One thing I do remember from my first trip to Cirencester, as a small boy, was this intriguing door in this curving Cotswold Stone wall with this towering Yew hedge behind  it. What it is, is the town entrance to Cirencester Park. It’s not a park in the city sense, a place where people can go and relax and enjoy some natural surroundings, but the 14,500 acre estate of the Earl and Countess Bathurst. Beyond the wall is their, very grand house, surrounded by formal gardens and beyond that the ‘park’ with farms, no less than SIX polo fields, a cricket ground, woodlands etc.etc.etc…. The door is a nice shade of green, it’s the estate colour. If there isn’t a green on the Farrow & Ball paint chart called Cirencester Park, there should be. All the farms and other buildings in the park will have their woodwork painted in it And I’d noticed it on buildings in the town as well. The estate seems to own quite a bit of Cirencester town as well. 

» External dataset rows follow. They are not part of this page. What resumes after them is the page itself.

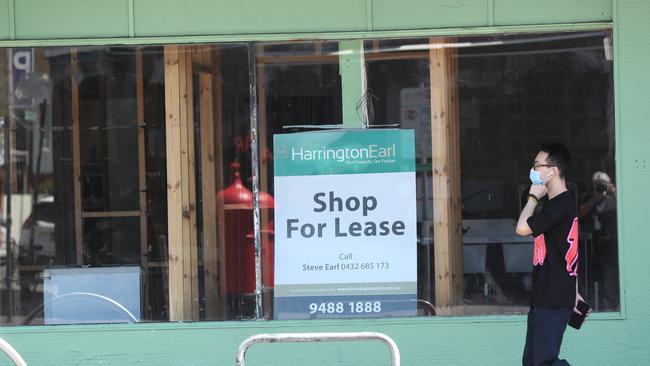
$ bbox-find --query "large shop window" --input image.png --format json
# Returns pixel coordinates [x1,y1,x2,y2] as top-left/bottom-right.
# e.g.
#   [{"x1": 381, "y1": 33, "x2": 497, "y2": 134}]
[{"x1": 0, "y1": 31, "x2": 620, "y2": 325}]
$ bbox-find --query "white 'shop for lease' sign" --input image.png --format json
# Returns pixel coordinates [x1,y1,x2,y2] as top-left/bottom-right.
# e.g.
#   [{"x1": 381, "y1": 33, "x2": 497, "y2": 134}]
[{"x1": 274, "y1": 129, "x2": 417, "y2": 319}]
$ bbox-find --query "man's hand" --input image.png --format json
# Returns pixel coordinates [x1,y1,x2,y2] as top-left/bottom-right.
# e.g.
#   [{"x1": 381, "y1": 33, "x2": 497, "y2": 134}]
[
  {"x1": 528, "y1": 184, "x2": 548, "y2": 199},
  {"x1": 573, "y1": 292, "x2": 591, "y2": 317}
]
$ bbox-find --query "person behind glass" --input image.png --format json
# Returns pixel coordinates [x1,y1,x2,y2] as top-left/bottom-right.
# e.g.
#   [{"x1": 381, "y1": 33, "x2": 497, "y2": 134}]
[
  {"x1": 516, "y1": 143, "x2": 583, "y2": 366},
  {"x1": 578, "y1": 171, "x2": 618, "y2": 310}
]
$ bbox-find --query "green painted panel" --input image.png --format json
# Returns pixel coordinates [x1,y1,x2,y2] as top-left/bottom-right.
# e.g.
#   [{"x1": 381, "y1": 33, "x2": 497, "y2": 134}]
[
  {"x1": 372, "y1": 0, "x2": 489, "y2": 30},
  {"x1": 134, "y1": 0, "x2": 366, "y2": 36},
  {"x1": 614, "y1": 0, "x2": 650, "y2": 324},
  {"x1": 339, "y1": 40, "x2": 365, "y2": 126},
  {"x1": 0, "y1": 0, "x2": 12, "y2": 39},
  {"x1": 494, "y1": 0, "x2": 612, "y2": 25},
  {"x1": 15, "y1": 0, "x2": 129, "y2": 39},
  {"x1": 2, "y1": 316, "x2": 650, "y2": 366}
]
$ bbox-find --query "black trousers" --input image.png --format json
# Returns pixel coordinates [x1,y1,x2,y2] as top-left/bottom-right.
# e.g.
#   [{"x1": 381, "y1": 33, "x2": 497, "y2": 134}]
[{"x1": 522, "y1": 308, "x2": 573, "y2": 366}]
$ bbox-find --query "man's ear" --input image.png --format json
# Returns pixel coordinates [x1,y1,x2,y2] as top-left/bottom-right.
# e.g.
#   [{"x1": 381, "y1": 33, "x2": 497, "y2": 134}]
[{"x1": 546, "y1": 167, "x2": 557, "y2": 177}]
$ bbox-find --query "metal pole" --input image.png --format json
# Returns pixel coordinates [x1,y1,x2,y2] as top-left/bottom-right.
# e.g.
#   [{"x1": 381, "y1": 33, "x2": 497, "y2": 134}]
[
  {"x1": 248, "y1": 43, "x2": 264, "y2": 319},
  {"x1": 2, "y1": 116, "x2": 14, "y2": 323},
  {"x1": 0, "y1": 338, "x2": 27, "y2": 366},
  {"x1": 236, "y1": 332, "x2": 400, "y2": 366}
]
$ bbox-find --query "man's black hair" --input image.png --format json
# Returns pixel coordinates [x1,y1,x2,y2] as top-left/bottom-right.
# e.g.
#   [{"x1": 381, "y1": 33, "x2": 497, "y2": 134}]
[{"x1": 539, "y1": 142, "x2": 571, "y2": 178}]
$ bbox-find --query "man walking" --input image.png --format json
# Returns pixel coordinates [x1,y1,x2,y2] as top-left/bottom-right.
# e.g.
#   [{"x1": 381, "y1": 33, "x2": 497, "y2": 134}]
[{"x1": 516, "y1": 143, "x2": 582, "y2": 366}]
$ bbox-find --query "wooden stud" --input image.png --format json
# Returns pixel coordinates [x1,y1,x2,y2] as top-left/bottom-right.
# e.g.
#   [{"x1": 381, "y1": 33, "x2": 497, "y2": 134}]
[
  {"x1": 70, "y1": 48, "x2": 84, "y2": 265},
  {"x1": 178, "y1": 46, "x2": 192, "y2": 320},
  {"x1": 135, "y1": 47, "x2": 149, "y2": 318},
  {"x1": 81, "y1": 211, "x2": 141, "y2": 219},
  {"x1": 185, "y1": 47, "x2": 200, "y2": 320},
  {"x1": 212, "y1": 49, "x2": 229, "y2": 318},
  {"x1": 199, "y1": 73, "x2": 219, "y2": 319},
  {"x1": 164, "y1": 45, "x2": 185, "y2": 321},
  {"x1": 257, "y1": 53, "x2": 339, "y2": 64},
  {"x1": 429, "y1": 38, "x2": 463, "y2": 315},
  {"x1": 135, "y1": 47, "x2": 149, "y2": 269}
]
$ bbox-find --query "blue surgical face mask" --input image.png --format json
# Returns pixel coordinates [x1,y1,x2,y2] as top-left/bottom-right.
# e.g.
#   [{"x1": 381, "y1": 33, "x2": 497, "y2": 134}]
[{"x1": 528, "y1": 169, "x2": 544, "y2": 184}]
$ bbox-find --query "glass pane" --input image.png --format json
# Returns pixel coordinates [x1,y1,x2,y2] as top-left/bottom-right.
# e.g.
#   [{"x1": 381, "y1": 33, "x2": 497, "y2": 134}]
[
  {"x1": 365, "y1": 32, "x2": 619, "y2": 315},
  {"x1": 79, "y1": 48, "x2": 139, "y2": 211},
  {"x1": 0, "y1": 47, "x2": 168, "y2": 324},
  {"x1": 257, "y1": 42, "x2": 343, "y2": 319}
]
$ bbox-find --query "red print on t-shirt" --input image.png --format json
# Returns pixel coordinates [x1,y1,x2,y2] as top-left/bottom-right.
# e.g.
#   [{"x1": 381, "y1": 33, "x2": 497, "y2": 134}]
[
  {"x1": 564, "y1": 217, "x2": 578, "y2": 276},
  {"x1": 533, "y1": 234, "x2": 546, "y2": 266}
]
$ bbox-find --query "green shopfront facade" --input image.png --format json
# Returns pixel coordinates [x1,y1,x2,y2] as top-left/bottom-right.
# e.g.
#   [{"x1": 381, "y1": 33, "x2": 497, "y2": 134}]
[{"x1": 0, "y1": 0, "x2": 650, "y2": 365}]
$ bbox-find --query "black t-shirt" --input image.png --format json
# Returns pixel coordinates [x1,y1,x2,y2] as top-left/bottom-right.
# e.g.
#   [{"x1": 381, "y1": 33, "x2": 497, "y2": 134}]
[{"x1": 528, "y1": 191, "x2": 578, "y2": 307}]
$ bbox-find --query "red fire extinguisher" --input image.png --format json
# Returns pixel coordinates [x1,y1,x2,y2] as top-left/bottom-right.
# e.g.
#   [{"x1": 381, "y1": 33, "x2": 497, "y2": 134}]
[{"x1": 217, "y1": 162, "x2": 274, "y2": 317}]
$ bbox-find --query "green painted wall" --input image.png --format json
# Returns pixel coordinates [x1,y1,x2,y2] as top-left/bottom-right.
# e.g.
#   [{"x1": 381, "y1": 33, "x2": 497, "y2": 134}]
[
  {"x1": 0, "y1": 0, "x2": 612, "y2": 40},
  {"x1": 0, "y1": 0, "x2": 650, "y2": 365}
]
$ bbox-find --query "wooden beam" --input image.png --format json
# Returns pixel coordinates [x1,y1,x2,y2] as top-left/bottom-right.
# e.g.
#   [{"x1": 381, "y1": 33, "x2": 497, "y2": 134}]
[
  {"x1": 164, "y1": 46, "x2": 199, "y2": 320},
  {"x1": 164, "y1": 45, "x2": 185, "y2": 321},
  {"x1": 184, "y1": 46, "x2": 200, "y2": 320},
  {"x1": 70, "y1": 48, "x2": 84, "y2": 265},
  {"x1": 429, "y1": 38, "x2": 463, "y2": 315},
  {"x1": 257, "y1": 53, "x2": 339, "y2": 64},
  {"x1": 81, "y1": 210, "x2": 141, "y2": 219},
  {"x1": 365, "y1": 51, "x2": 429, "y2": 61},
  {"x1": 178, "y1": 46, "x2": 192, "y2": 320},
  {"x1": 135, "y1": 47, "x2": 149, "y2": 318},
  {"x1": 135, "y1": 47, "x2": 149, "y2": 271},
  {"x1": 199, "y1": 73, "x2": 219, "y2": 319},
  {"x1": 212, "y1": 48, "x2": 229, "y2": 318}
]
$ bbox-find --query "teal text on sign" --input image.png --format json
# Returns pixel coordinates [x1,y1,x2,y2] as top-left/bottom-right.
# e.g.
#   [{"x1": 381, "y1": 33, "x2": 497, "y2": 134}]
[{"x1": 273, "y1": 129, "x2": 415, "y2": 176}]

In case you are wondering, 14,500 acres of prime Cotswolds countryside doesn’t come cheap. And the house isn’t one of those occupied by a struggling aristocrat trying to keep the roof of their country pile watertight and having to open it to the public to make ends meet. It’s not open to the public. I imagine that the Earl and Countess are ‘comfortable’. 

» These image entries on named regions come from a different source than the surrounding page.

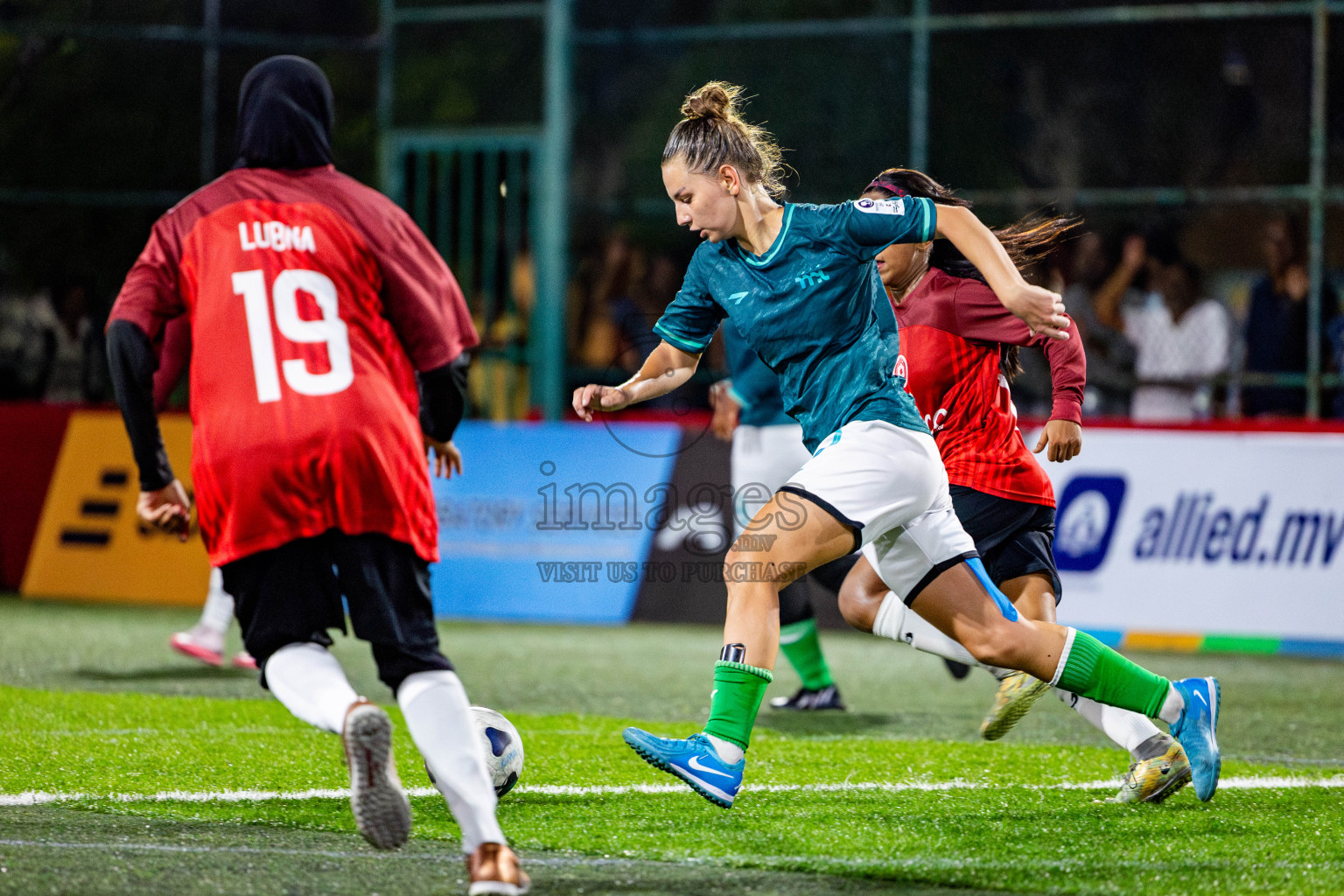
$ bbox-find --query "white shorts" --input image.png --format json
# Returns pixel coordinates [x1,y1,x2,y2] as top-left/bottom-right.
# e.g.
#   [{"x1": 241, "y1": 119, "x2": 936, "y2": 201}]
[
  {"x1": 732, "y1": 424, "x2": 812, "y2": 535},
  {"x1": 780, "y1": 421, "x2": 978, "y2": 605}
]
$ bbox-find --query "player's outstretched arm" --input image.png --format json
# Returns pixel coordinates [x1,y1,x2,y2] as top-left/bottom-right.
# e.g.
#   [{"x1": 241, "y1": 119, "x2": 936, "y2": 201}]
[
  {"x1": 108, "y1": 319, "x2": 191, "y2": 542},
  {"x1": 572, "y1": 342, "x2": 700, "y2": 421},
  {"x1": 1032, "y1": 421, "x2": 1083, "y2": 464},
  {"x1": 937, "y1": 206, "x2": 1068, "y2": 340}
]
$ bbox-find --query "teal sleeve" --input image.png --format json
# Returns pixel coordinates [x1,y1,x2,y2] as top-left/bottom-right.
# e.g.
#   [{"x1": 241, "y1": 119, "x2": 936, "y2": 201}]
[
  {"x1": 843, "y1": 196, "x2": 938, "y2": 259},
  {"x1": 653, "y1": 258, "x2": 727, "y2": 354}
]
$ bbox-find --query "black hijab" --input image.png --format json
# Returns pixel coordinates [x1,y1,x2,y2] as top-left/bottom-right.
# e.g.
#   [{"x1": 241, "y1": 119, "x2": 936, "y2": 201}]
[{"x1": 234, "y1": 56, "x2": 334, "y2": 168}]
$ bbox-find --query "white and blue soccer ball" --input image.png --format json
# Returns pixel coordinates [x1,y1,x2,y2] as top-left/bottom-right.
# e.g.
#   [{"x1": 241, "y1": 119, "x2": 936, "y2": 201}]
[{"x1": 472, "y1": 707, "x2": 523, "y2": 796}]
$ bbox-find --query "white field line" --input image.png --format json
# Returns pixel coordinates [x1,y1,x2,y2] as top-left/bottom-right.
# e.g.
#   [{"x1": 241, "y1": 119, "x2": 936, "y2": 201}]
[{"x1": 0, "y1": 775, "x2": 1344, "y2": 806}]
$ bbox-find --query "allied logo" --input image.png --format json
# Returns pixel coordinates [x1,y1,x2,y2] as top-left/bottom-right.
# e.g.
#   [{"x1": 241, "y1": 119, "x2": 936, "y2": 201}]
[{"x1": 1055, "y1": 475, "x2": 1125, "y2": 572}]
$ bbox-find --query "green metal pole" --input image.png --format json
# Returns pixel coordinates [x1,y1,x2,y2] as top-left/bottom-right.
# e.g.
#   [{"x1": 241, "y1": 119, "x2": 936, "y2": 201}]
[
  {"x1": 200, "y1": 0, "x2": 220, "y2": 184},
  {"x1": 908, "y1": 0, "x2": 930, "y2": 171},
  {"x1": 376, "y1": 0, "x2": 395, "y2": 197},
  {"x1": 528, "y1": 0, "x2": 574, "y2": 421},
  {"x1": 1306, "y1": 0, "x2": 1329, "y2": 421}
]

Some of the park is open to the public providing you behave yourself. No picnics, no lighting fires and the like. But you are allowed to walk in some parts and your dog is allowed in as well (Earls and Countesses, indeed Queens, are very fond of dogs in the UK. To get to the part you can walk in you have to go along Cicely Hill, a street that runs from the centre of town to Cirencester Park. I noticed that ALL the houses on it were painted in Cirencester Park green. And very nice they all are as well. All owned by the estate. If one comes free, you could rent it. One of the little cottages was up for rent (checked on the Internet) for £600 a month which compares favourably with apartments in central Manchester. I doubt if the estate would consider selling though. I likes how all the people in the cottages had created this long, potted garden on the street, full of summer colour. 

Once you are in the park proper, you are confronted with this view of a long tree lined avenue disappearing into the distance. I wanted to see what was beyond the horizon in the distance. I imagined a stunning view across the Cotswolds and across the Severn Valley with the mountains of Wales in the distance. But it was nearly 5pm and the park closes to the public at that time so I had to turn back.

Here’s the view back towards town which frames the imposing church in the centre.

The next morning I went back to see the view. When I got to the point I’d seen in the distance this was the view! Same as yesterday but further from the town. Some other walkers who live in Cirencester told me it goes on for 5 miles!